Nicht einmal 48 Stunden konnte Helga Lopez ihre steile These aufrecht halten. Zu heftig waren die Reaktionen, keinen Moment stand das Telefon der Bundestagsabgeordneten still. Lopez hatte am Montag ihrer Heimatzeitung ein Interview gegeben, an dem Tag also, an dem Andrea Ypsilanti ihren Traum begraben musste, Hessens Ministerpräsidentin zu werden. In der Wetzlarer Neuen Zeitung spekulierte Lopez munter über die Motive der Abweichler. Indirekt unterstellte sie Walter, Everts und Tesch, gekauft worden zu sein.

"Ich hätte nicht erwartet, dass die mächtige Energiewirtschaft doch noch siegt", sagte Lopez. Aber "vielleicht" hätten "ja die Silberlinge" gestimmt, die die Abweichler von der Industrie erhielten, rätselte Lopez.

Sie spielte damit auf einen in SPD-Kreisen verbreiteten Verdacht an: Allgemein bekannt ist, dass die hessischen Stromkonzerne und die Betreibergesellschaft des Flughafens Fraport von Ypsilantis revolutionären Plänen vom Öko-Land Hessen alles andere als begeistert waren. Allgemein bekannt ist auch, dass die vier Abweichler als "wirtschaftsnah" gelten, teils gute Kontakte zu den Top-Unternehmen des Landes pflegen.

Am Mittwoch kam dann die Kehrtwende. Frau Lopez ruderte im abgeordnetenwatch.de zurück, einer Internetplattform für Politiker. Ihre "emotionale Äußerung" in der Zeitung sei "nicht gut" gewesen. Sie "bedaure sie" inzwischen.
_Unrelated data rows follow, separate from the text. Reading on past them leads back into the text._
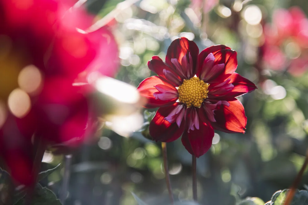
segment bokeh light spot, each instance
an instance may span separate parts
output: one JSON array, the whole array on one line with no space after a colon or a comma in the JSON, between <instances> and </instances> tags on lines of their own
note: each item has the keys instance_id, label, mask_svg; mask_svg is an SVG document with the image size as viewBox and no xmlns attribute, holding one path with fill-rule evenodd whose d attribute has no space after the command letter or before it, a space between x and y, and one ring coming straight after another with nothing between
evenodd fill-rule
<instances>
[{"instance_id":1,"label":"bokeh light spot","mask_svg":"<svg viewBox=\"0 0 308 205\"><path fill-rule=\"evenodd\" d=\"M225 183L231 180L231 173L228 169L226 169L221 171L221 179Z\"/></svg>"},{"instance_id":2,"label":"bokeh light spot","mask_svg":"<svg viewBox=\"0 0 308 205\"><path fill-rule=\"evenodd\" d=\"M220 141L220 136L217 133L215 133L214 135L213 140L212 140L212 144L216 144Z\"/></svg>"},{"instance_id":3,"label":"bokeh light spot","mask_svg":"<svg viewBox=\"0 0 308 205\"><path fill-rule=\"evenodd\" d=\"M111 78L100 78L96 81L95 86L99 92L121 102L136 103L140 98L134 87Z\"/></svg>"},{"instance_id":4,"label":"bokeh light spot","mask_svg":"<svg viewBox=\"0 0 308 205\"><path fill-rule=\"evenodd\" d=\"M219 7L219 11L222 17L224 18L227 18L231 15L231 10L226 6L221 6Z\"/></svg>"},{"instance_id":5,"label":"bokeh light spot","mask_svg":"<svg viewBox=\"0 0 308 205\"><path fill-rule=\"evenodd\" d=\"M183 168L182 164L180 163L173 164L170 166L169 174L172 175L179 174Z\"/></svg>"},{"instance_id":6,"label":"bokeh light spot","mask_svg":"<svg viewBox=\"0 0 308 205\"><path fill-rule=\"evenodd\" d=\"M28 113L31 108L31 101L28 94L17 88L10 94L8 100L9 108L14 115L22 118Z\"/></svg>"},{"instance_id":7,"label":"bokeh light spot","mask_svg":"<svg viewBox=\"0 0 308 205\"><path fill-rule=\"evenodd\" d=\"M112 176L108 172L105 172L100 177L100 182L104 184L110 183L112 180Z\"/></svg>"},{"instance_id":8,"label":"bokeh light spot","mask_svg":"<svg viewBox=\"0 0 308 205\"><path fill-rule=\"evenodd\" d=\"M107 137L101 137L97 144L99 148L106 150L109 149L112 146L112 141Z\"/></svg>"},{"instance_id":9,"label":"bokeh light spot","mask_svg":"<svg viewBox=\"0 0 308 205\"><path fill-rule=\"evenodd\" d=\"M260 23L262 18L261 10L255 5L248 6L244 11L245 20L249 24L257 25Z\"/></svg>"},{"instance_id":10,"label":"bokeh light spot","mask_svg":"<svg viewBox=\"0 0 308 205\"><path fill-rule=\"evenodd\" d=\"M38 94L42 88L43 81L39 70L33 65L24 68L18 76L19 87L30 95Z\"/></svg>"}]
</instances>

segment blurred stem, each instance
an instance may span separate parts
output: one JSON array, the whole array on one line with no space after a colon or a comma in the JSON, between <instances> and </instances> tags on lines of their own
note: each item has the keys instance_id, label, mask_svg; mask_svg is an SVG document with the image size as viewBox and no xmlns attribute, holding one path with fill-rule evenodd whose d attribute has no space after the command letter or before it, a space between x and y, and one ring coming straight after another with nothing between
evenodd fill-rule
<instances>
[{"instance_id":1,"label":"blurred stem","mask_svg":"<svg viewBox=\"0 0 308 205\"><path fill-rule=\"evenodd\" d=\"M65 203L67 195L67 189L71 175L71 165L72 164L72 155L65 155L65 164L64 166L64 174L62 182L62 187L60 193L60 200L62 205Z\"/></svg>"},{"instance_id":2,"label":"blurred stem","mask_svg":"<svg viewBox=\"0 0 308 205\"><path fill-rule=\"evenodd\" d=\"M192 195L193 200L195 201L198 201L197 195L197 158L194 155L192 155Z\"/></svg>"},{"instance_id":3,"label":"blurred stem","mask_svg":"<svg viewBox=\"0 0 308 205\"><path fill-rule=\"evenodd\" d=\"M166 183L168 188L169 193L169 198L171 203L173 204L174 199L172 194L172 188L170 183L170 178L169 177L169 171L168 168L168 159L167 158L167 147L165 142L161 143L161 148L163 150L163 157L164 158L164 168L165 170L165 176L166 178Z\"/></svg>"},{"instance_id":4,"label":"blurred stem","mask_svg":"<svg viewBox=\"0 0 308 205\"><path fill-rule=\"evenodd\" d=\"M304 174L304 171L306 169L307 165L308 165L308 149L306 151L306 159L304 162L303 166L302 167L301 170L297 174L296 178L295 178L294 181L292 185L290 188L290 190L287 194L286 197L286 201L285 202L284 205L289 205L291 204L295 194L295 192L296 191L296 189L298 186L298 184L302 180L302 178Z\"/></svg>"},{"instance_id":5,"label":"blurred stem","mask_svg":"<svg viewBox=\"0 0 308 205\"><path fill-rule=\"evenodd\" d=\"M33 166L32 168L31 177L33 182L29 187L26 197L25 205L30 205L35 194L36 183L38 182L38 176L41 169L42 160L46 149L46 145L40 136L34 136L34 147L36 152L34 158Z\"/></svg>"}]
</instances>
Frau Lopez selbst will sich zu ihrem Sinneswandel nicht äußern. Einer ihrer Mitarbeiter räumt ein, dass man keine Beweise habe, sagte aber, dass seine Chefin schon immer "Lobbyismus" bekämpft habe. Es gebe da Hinweise, munkelt er mehrdeutig, mehr will er aber offiziell nicht sagen.

Lopez ist kein Einzelfall. Auch Turgut Yüksel, integrationspolitischer Sprecher in Wiesbaden, war am Anfang dieser Woche stinksauer auf seine Fraktionskollegen. Im Interview mit ZEIT ONLINE vermutete Yüksel, dass Roland Koch "seine Finger im Spiel" habe. Andere SPD-Politiker weisen dezent darauf hin, dass Jürgen Walter, der vermeintliche Anführer der Abtrünnigen, mit Kochs früherer Pressesprecherin verheiratet sei. Dass da ein intimer Kontakt in die Staatskanzlei zustande gekommen sein könnte, läge doch nahe.